[84] Soixante-quinze. Et non pas soixante-cinq, comme le portent les éditions gothiques et les historiens modernes.
LVIII.
Coment le prévost des marchans et ses aliés alèrent au palais en la chambre de monseigneur le duc de Normendie ; et là, présent luy, tuèrent les deux mareschaux de Clermont et de Champaigne, après ce que il orent tué maistre Regnaut d'Acy, advocat en parlement.

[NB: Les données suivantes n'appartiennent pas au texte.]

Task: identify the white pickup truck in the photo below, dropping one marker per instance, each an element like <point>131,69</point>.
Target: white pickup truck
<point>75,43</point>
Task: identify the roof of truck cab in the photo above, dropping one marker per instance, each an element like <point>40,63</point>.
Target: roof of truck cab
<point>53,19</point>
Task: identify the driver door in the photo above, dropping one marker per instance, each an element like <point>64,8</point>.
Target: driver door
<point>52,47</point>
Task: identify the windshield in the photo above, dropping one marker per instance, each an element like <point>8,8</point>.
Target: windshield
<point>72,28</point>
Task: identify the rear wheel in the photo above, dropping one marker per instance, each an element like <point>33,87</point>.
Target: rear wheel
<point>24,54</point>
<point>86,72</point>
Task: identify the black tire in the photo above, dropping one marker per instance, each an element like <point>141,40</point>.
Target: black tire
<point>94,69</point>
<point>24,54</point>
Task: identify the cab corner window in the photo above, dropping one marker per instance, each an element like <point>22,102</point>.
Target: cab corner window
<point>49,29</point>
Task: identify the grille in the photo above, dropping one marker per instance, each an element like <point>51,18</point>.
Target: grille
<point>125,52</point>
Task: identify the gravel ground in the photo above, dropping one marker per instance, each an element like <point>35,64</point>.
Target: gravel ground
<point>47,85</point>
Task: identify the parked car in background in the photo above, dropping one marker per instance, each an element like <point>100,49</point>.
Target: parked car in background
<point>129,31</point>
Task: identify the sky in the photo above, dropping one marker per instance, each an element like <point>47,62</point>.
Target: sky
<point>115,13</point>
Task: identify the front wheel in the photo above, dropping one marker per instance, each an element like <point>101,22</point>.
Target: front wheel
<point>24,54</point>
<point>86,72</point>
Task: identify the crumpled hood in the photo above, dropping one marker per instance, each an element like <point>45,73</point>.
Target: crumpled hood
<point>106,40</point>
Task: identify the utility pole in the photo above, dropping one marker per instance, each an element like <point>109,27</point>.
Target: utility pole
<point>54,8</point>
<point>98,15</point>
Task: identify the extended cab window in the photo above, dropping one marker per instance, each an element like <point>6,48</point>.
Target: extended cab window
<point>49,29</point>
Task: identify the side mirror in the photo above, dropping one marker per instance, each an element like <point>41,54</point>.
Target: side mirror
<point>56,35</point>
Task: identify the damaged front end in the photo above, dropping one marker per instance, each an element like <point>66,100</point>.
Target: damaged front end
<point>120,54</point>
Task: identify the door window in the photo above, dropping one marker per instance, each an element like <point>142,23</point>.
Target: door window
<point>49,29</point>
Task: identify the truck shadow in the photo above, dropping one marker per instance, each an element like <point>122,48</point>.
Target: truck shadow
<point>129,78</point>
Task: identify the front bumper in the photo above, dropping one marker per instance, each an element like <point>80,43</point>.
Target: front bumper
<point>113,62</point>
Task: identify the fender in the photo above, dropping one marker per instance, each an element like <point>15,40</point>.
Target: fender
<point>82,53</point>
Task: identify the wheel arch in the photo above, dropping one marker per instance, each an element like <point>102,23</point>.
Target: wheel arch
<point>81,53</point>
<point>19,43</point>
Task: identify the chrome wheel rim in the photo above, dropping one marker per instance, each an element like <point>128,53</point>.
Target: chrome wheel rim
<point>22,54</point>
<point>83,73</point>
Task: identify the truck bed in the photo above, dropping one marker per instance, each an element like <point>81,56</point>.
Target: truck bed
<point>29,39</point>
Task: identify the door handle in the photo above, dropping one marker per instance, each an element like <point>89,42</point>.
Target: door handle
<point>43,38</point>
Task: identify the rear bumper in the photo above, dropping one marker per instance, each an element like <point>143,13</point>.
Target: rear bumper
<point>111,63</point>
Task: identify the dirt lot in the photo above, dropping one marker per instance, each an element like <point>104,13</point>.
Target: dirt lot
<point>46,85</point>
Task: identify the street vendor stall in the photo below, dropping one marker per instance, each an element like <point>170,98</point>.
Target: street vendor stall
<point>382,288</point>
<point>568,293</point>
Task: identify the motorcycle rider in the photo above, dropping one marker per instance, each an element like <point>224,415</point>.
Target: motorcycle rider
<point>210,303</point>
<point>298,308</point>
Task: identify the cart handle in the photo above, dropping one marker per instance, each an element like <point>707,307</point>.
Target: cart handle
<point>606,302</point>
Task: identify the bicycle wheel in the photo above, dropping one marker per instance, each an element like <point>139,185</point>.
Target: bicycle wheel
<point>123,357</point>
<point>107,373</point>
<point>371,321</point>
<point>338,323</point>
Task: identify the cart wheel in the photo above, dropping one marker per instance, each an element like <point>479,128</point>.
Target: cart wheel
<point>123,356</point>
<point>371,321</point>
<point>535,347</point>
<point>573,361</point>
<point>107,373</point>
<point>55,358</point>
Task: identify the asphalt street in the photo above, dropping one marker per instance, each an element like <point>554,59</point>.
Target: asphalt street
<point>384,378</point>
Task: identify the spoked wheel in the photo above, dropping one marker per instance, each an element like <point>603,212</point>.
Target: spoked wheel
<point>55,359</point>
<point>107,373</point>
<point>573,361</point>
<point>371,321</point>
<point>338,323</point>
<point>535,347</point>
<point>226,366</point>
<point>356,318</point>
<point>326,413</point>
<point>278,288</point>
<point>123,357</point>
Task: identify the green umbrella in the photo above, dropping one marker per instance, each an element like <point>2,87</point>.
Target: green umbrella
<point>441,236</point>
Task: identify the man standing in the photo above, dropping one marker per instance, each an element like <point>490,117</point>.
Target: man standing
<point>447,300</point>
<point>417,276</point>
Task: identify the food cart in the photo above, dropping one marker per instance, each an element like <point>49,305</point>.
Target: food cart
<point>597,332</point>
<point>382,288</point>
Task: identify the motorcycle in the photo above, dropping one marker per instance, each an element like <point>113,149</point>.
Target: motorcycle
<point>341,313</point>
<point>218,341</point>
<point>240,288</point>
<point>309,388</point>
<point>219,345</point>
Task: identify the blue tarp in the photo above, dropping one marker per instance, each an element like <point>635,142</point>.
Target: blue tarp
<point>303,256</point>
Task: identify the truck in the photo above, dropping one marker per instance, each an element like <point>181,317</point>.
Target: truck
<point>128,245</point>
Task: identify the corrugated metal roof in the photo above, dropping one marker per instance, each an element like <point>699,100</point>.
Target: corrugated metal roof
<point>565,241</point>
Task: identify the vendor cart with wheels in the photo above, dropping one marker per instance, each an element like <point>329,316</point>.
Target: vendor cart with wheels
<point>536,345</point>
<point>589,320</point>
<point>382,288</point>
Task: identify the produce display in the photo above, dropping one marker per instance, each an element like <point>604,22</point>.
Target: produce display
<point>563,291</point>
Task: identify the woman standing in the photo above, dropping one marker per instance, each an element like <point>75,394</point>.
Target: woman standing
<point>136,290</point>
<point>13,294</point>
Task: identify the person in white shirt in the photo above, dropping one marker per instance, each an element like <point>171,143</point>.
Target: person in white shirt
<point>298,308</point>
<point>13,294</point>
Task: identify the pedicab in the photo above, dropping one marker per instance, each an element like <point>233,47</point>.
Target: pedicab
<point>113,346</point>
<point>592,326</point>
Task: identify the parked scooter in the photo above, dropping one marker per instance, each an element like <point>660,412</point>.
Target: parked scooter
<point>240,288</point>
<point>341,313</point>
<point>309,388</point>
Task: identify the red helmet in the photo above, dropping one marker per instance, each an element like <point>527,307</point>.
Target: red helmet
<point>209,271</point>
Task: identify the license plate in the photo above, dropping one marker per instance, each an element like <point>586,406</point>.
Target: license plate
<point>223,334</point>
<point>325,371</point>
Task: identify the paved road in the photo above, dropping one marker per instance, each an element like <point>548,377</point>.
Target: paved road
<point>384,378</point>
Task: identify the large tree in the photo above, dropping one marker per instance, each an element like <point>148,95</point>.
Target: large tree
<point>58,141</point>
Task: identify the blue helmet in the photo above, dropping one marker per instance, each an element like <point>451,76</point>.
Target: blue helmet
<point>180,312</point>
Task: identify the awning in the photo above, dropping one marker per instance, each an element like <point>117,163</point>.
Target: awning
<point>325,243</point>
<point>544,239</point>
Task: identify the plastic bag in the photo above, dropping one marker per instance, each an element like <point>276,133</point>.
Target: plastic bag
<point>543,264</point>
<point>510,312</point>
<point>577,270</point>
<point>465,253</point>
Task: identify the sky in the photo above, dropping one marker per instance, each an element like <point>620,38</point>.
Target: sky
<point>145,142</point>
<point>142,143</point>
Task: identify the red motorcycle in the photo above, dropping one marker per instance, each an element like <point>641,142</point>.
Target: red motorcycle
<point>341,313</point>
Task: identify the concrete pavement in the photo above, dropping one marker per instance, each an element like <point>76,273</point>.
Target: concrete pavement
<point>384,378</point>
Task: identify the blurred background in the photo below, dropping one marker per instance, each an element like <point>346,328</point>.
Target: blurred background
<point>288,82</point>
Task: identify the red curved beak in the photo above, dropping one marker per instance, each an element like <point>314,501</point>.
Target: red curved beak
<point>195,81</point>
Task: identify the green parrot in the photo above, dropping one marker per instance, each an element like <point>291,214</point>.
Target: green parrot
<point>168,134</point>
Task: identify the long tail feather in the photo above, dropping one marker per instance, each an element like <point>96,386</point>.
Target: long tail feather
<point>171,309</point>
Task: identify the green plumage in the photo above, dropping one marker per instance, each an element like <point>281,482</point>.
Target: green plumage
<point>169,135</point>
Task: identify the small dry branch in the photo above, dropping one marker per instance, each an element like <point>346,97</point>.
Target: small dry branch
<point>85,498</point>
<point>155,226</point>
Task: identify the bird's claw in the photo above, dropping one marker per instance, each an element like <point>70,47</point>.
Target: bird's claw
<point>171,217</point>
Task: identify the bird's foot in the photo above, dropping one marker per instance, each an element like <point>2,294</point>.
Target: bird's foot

Le jeudi vint-deuxiesme jour du moys de février, l'an mil trois cens cinquante-sept à matin, et fu le secont jeudi de karesme, ledit prévost des marchans fist assembler à St-Eloy près du Palais[85] tous les mestiers de Paris armés, et tant que on estimoit qu'il estoient bien trois mil tous armés. Et environ heure de tierce, un advocat de parlement appellé maistre Regnaut d'Acy, en alant du palais en sa maison qui estoit près de Saint-Landry[86], fu tué près du moustier de la Magdaleine[87], en l'ostel d'un patissier là où il se bouta quant il vit que l'on le vouloit tuer ; et ot tant et de telles plaies que tantost il mourut sans parler. Et tantost après, ledit prévost et pluseurs en sa compaignie montèrent en la chambre de monseigneur le duc au palais sur les merceries[88], et là trouvèrent ledit duc auquel ledit prévost dist telles parolles en substance : « Sire, ne vous esbahissez de choses que vous véez, car il est ordené et convient que il soit fait. » Et si tost que ces parolles furent dites, aucuns de la compaignie du prévost des marchans coururent sur monseigneur Jehan de Conflans, mareschal de Champaigne, et le tuèrent joignant du lit de monseigneur le duc et en sa présence. Et aucuns autres de la compaignie dudit prévost coururent sur monseigneur Robert de Clermont, mareschal dudit duc de Normendie, lequel se retray en une autre chambre de retrait dudit monseigneur le duc, mais il le suivirent et là le tuèrent. Et monseigneur le duc qui moult estoit effraié de ce que il véoit, pria ledit prévost des marchans que il le voulsist sauver, car tous ses officiers qui lors estoient en la chambre s'enfouirent et le laissièrent. Et adont, ledit prévost luy dit : « Sire, vous n'avez garde. » Et luy bailla ledit prévost son chapperon qui estoit des chapperons de la ville parti de rouge et de pers, le pers à destre ; et prist le chapperon dudit monseigneur le duc qui estoit de brunette[89] noire à un orfrois d'or, et le porta tout celuy jour, et monseigneur le duc porta celuy dudit prévost[90]. Tantost après, aucuns de la compaignie dudit prévost prisrent les corps des deux chevaliers et les trainèrent moult inhumainement par devant monseigneur le duc jusques en la court du palais devant le perron de marbre ; et là demourèrent tous estendus et descouvers en la vue de ceux qui les vouloient veoir, jusques après disner bien tart ; et n'estoit nul homme qui les osast oster.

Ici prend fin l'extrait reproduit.